順著德子的指引,東拐西拐的,我發現竟然出了這個鄉鎮的樣子。到了一個公路的路口。德子說:「老三。你就順著這條道開。」我這個氣啊。簡直沒有語言來形容了。只好悶頭開。不停的問他還有多遠,他就總說:「快了,快了。」一直開出去200多公里。你說鬱悶不?我倒是想彪車來著。一路總有牛車馬車。奈何快不起來。最後也實在懶得和他說話了。悶頭開。他倒好。自己有時候竟然閉目養神起來了。我真想一腳把他從車裡踢出去。看著他那享受的樣子,我牙根就不由自主的癢癢起來了。
好容易順著他的指引,離開了公路拐來拐去開進了一個大院裡去。總算是到家了。德子家就他媳婦。他爸爸他媽媽還有倆個幫著看山的。叫長工。那倆個長工也是拖家帶口的和德子家住在一起。都在等著我倆的到來呢。飯菜早就收拾利索了,就等我倆到了開飯呢。挨個介紹完了就把我讓到了炕去。那炕燒的,都坐不下去腚。只好搞個小板凳。腳下邊再墊本。一直鬧哄到半夜。

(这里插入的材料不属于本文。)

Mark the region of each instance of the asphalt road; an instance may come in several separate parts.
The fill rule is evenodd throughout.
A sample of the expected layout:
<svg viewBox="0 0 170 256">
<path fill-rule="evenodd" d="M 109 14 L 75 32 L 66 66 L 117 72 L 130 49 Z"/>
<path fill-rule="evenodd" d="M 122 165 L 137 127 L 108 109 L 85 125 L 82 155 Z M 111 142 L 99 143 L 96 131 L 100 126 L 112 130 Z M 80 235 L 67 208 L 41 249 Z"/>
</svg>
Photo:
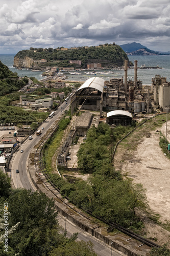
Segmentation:
<svg viewBox="0 0 170 256">
<path fill-rule="evenodd" d="M 65 217 L 58 215 L 57 219 L 59 224 L 63 228 L 63 233 L 66 230 L 66 237 L 69 238 L 74 233 L 78 233 L 78 239 L 76 241 L 83 240 L 85 242 L 91 241 L 94 245 L 93 250 L 99 256 L 120 256 L 125 255 L 124 253 L 119 252 L 109 245 L 106 244 L 92 237 L 88 233 L 81 229 L 76 225 L 68 221 Z"/>
<path fill-rule="evenodd" d="M 19 148 L 19 150 L 15 153 L 12 160 L 11 166 L 11 178 L 14 187 L 16 188 L 25 187 L 27 189 L 32 189 L 34 191 L 34 188 L 31 182 L 31 179 L 29 177 L 28 170 L 28 162 L 30 152 L 36 143 L 38 143 L 46 131 L 50 127 L 52 124 L 60 116 L 62 116 L 63 112 L 69 108 L 70 99 L 67 101 L 67 104 L 64 102 L 59 109 L 55 111 L 55 115 L 52 118 L 47 118 L 44 123 L 39 127 L 41 130 L 41 135 L 40 136 L 36 136 L 36 134 L 32 135 L 33 139 L 29 140 L 28 139 Z M 42 130 L 42 127 L 44 128 Z M 23 150 L 23 153 L 21 153 L 21 150 Z M 16 169 L 19 171 L 19 174 L 16 173 Z"/>
<path fill-rule="evenodd" d="M 70 99 L 67 104 L 64 102 L 59 108 L 55 111 L 55 115 L 53 118 L 47 118 L 45 122 L 39 127 L 41 130 L 42 134 L 43 135 L 45 132 L 50 127 L 52 123 L 62 115 L 64 110 L 68 109 L 70 103 Z M 42 127 L 44 129 L 42 130 Z M 41 135 L 42 136 L 42 135 Z M 15 153 L 15 155 L 12 160 L 11 178 L 15 188 L 25 188 L 27 189 L 35 190 L 34 186 L 32 185 L 30 177 L 28 170 L 27 159 L 30 153 L 34 147 L 40 139 L 41 136 L 37 136 L 36 134 L 33 135 L 32 140 L 27 140 L 19 147 L 18 151 Z M 23 150 L 23 152 L 21 153 L 21 149 Z M 16 169 L 19 170 L 19 174 L 16 173 Z M 123 253 L 116 251 L 110 246 L 106 245 L 105 243 L 101 242 L 95 238 L 90 236 L 89 233 L 79 228 L 71 222 L 65 220 L 64 217 L 58 215 L 58 219 L 59 224 L 63 227 L 64 232 L 65 226 L 67 230 L 67 237 L 70 237 L 74 233 L 78 232 L 77 241 L 83 240 L 86 242 L 90 241 L 94 245 L 94 250 L 99 256 L 112 256 L 124 255 Z"/>
</svg>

晚睡覺那才叫折磨呢。炕熱的出了一身的汗水。但是臉是涼的。就這樣,算是住下了。忘記說了,德子那小媳婦真漂亮。可惜了。咋嫁了這麼個鳥人?
因為是冬季,農村有殺豬的習慣,德子說專門等我來再殺豬,表示對我的到來歡迎。第2天就開始忙乎殺豬。這個豬可不是賭局的豬。就是吃肉的豬。一早德子就開始忙乎起來。殺豬刀,接血的盆。燒的開水準備腿豬毛。我看也幫不什麼忙。就去看豬圈裡那口大肥豬。嘩,起碼200多斤,大概要殺的緣故,也沒有給他東西吃。還在那裡哼哼的拱東西吃呢。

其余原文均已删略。